Isso foi só o aquecimento, gatão. Espera só
pra ver o que vou fazer com você mais tarde.
Devo considerar isto como uma ameaça, Srª. Parker?
Só se você tiver medo de mulher, Sr. Parker.
Ouch! Isso foi golpe baixo.
Você me provocou. Poxa, eu tento bolar algo legal pra
comemorar nossos três anos de casados e você fica
fazendo piadinhas!
Desculpa, mas eu não consigo ficar sério muito
tempo, você sabe.
Sei, sim, e isso me preocupa.
Como assim?
Peter, eu estou grávida! Você tem noção
da responsabilidade que é ter um filho neste mundo de hoje?
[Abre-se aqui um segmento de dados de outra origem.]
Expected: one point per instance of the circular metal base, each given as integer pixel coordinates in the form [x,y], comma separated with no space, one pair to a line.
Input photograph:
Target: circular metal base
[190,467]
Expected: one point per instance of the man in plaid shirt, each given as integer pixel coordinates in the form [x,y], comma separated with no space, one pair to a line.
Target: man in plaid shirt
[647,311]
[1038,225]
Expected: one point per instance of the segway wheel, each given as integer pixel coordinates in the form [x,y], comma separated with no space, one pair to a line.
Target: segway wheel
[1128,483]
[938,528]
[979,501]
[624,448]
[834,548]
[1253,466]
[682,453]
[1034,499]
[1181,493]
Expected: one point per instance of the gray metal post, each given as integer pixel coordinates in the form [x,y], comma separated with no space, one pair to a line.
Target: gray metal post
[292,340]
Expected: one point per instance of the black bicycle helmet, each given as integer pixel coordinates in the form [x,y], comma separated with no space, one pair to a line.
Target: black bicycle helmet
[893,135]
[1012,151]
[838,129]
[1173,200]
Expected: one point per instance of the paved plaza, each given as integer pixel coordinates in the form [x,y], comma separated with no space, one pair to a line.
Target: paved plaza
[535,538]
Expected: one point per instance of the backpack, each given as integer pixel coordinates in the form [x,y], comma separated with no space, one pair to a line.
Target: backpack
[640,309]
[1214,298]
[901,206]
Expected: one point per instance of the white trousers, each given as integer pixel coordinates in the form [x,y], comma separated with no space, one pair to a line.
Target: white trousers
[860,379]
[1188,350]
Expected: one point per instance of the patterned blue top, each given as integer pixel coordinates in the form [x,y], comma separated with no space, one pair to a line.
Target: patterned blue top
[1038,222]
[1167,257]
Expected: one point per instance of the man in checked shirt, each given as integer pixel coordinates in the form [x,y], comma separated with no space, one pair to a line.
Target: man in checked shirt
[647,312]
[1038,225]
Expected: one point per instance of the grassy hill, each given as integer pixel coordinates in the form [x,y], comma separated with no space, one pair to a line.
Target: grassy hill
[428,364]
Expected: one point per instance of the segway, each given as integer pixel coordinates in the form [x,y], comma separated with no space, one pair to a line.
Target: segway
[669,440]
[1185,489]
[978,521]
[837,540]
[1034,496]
Ainda mais se o pai é um cara que veste pijama azul e vermelho
e sai todas as noites para combater criminosos!
Eu... eu já pensei sobre isso. Sobre o nosso filho e
o Aranha.
É tudo em que eu tenho pensado nos últimos tempos.
suspira Mary Jane.
Você quer que eu deixe de ser o Aranha?
Eu não sei! Mas sei que não quero ficar viúva
de uma hora pra outra tendo um filho pra criar.
Isso tudo é complicado demais, sabe? Sei lá, desde
que ganhei esses poderes eu tenho levado a minha vida tentando
fazer o certo. 'Grandes poderes trazem...'
'... trazem grandes responsabilidades.' Eu sei. Mas e a responsabilidade
para com sua família?
A única vez que eu não segui essa regra foi exatamente
quando perdi alguém da minha família, o tio Ben.
Eu sei. Desculpa. Eu só tou confusa. Fico com medo de
acordar uma noite e não te encontrar ao meu lado. Tenho
medo de perder o homem que amo, o pai do meu filho, nas mãos
de um bandidinho qualquer.
Isso não vai acontecer, sempre vou estar aqui pra você,
MJ. Sempre. os dois se abraçam e se beijam. Subitamente,
Parker sente sua esposa desfalecer em seus braços. Mary
Jane? Você tá me ouvindo? Tá sentindo alguma
coisa? Meu Deus, ela tá perdendo sangue! Socorro! Alguém
chame uma ambulância! Minha mulher está passando
mal! Por favor, alguém me ajude! Peter a carrega no colo
enquanto clama por ajuda. Ele chora. Mary Jane? Fala comigo,
gatona! Não me deixa assim, por favor...
Interlúdio
Times Square 22h11
Um casal de turistas passeia pela rua mais famosa da cidade, alheio
aos olhares que se voltam para eles. Quando passam em frente a
um beco, são puxados para dentro por cinco homens. Os marginais
estão armados com navalhas e facas de cozinha. Não
são bandidos comuns, mas viciados que precisam de dinheiro
para comprar uma nova dose.
Passa grana aí, tio! Anda logo com isso! diz o que
aparenta ser o líder.
Por favor. Falem devagar. Eu sou brasileiro. Não entendo
muito bem inglês. o turista coloca seu corpo em frente
ao de sua acompanhante, tentando protegê-la. A tentativa
é infeliz, uma vez que ele é muito menor que ela.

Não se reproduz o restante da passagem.